A jeśli wziąć pod uwagę
kwalifikacje, których szuka prezes - lojalność, kompetencje, znajomość
języków, mile widziany tytuł naukowy - to Krasnodębski nadaje się na europosła
PiS jak mało kto. Socjolog po Uniwersytecie Warszawskim, działacz uczelnianej
Solidarności, dobry doktorat, udana habilitacja (już w III RP). Aktualnie
posada wykładowcy na Uniwersytecie w Bremie na wydziale nauk społecznych oraz
w krakowskiej Akademii Ignatianum. Wcześniej przez wiele lat pracował na
Uniwersytecie Kardynała Stefana Wyszyńskiego.
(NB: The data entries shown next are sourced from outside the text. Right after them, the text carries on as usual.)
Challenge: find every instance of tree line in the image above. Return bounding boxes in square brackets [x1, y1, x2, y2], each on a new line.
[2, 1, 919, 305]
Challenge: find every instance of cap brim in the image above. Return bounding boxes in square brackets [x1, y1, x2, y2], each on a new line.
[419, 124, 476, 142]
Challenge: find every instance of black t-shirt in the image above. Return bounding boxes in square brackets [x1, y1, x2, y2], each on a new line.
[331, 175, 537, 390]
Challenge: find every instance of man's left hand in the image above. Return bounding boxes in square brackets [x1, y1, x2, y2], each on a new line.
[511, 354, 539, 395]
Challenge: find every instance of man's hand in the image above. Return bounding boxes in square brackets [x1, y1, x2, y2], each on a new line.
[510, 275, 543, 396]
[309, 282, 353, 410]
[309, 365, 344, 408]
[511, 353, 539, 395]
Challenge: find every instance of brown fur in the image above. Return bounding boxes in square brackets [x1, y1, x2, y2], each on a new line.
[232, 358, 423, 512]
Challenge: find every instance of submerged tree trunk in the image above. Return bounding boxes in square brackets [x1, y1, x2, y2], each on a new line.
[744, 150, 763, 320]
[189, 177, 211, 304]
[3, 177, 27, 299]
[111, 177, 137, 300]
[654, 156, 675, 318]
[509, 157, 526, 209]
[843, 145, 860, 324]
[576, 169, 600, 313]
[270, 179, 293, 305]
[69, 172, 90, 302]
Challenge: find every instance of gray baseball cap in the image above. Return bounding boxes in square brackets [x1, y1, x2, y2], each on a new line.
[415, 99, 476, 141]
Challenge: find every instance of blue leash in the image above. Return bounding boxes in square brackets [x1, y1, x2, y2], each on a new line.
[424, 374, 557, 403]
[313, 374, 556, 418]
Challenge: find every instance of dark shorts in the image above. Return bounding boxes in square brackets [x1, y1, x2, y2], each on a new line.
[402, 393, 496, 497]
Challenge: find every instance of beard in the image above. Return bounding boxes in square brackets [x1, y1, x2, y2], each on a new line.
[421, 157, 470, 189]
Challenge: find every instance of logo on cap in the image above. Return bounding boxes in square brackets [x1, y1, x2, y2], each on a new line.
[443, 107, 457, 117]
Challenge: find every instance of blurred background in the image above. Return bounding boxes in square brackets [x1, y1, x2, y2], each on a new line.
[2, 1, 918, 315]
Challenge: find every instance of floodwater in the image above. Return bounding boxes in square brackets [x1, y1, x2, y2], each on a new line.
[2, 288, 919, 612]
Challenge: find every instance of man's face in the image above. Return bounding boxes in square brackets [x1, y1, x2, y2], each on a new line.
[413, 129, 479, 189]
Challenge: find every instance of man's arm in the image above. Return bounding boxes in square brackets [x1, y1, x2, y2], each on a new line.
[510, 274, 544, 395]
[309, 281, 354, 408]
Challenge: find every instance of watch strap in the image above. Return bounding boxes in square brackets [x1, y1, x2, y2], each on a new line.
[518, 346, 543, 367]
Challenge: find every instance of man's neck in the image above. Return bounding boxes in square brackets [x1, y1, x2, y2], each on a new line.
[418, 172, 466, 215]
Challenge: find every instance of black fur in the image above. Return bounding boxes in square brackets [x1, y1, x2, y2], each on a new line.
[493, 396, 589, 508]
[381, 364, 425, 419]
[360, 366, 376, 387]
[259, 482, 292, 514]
Autor kilku książek, znający
biegle niemiecki i angielski. I coraz bardziej
zaangażowany publicysta, ewoluujący od miesięcznika „Znak” do kolportującej
tezę o zamachu smoleńskim „Gazety Polskiej”.
Krasnodębskiego III RP uwierała
niemal od samego początku, z czasem uczucie to narastało. - Wiedziałem, że
nie chcę żyć w państwie Leszka Millera -wspomina. Dwóch dzisiejszych antagonistów
- Donalda Tuska i Jarosława Kaczyńskiego - poznał, gdy PO i PiS różniły się w
detalach; niektórym konserwatystom bardziej odpowiadało proponowane przez
Jana Rokitę „szarpnięcie cuglami”, innym podobały się koncepcje lustracji i
walki z korupcją, lansowane przez Kaczyńskiego. Jednym i drugim chodziło o
przebudowę państwa. Konserwatywni publicyści, jak Rafał Matyja, Paweł Śpiewak
czy właśnie Krasnodębski, upowszechnili pojęcie IV RP jako celu politycznego.
- Jarosław Kaczyński zrobił na
mnie największe wrażenie spośród polityków, których wówczas poznałem. Jego
analiza historii Polski od 1989 r. była bardzo ciekawa intelektualnie. Ale
byłem wtedy tylko wyborcą, sam się nie angażowałem - mówi POLITYCE Krasnodębski.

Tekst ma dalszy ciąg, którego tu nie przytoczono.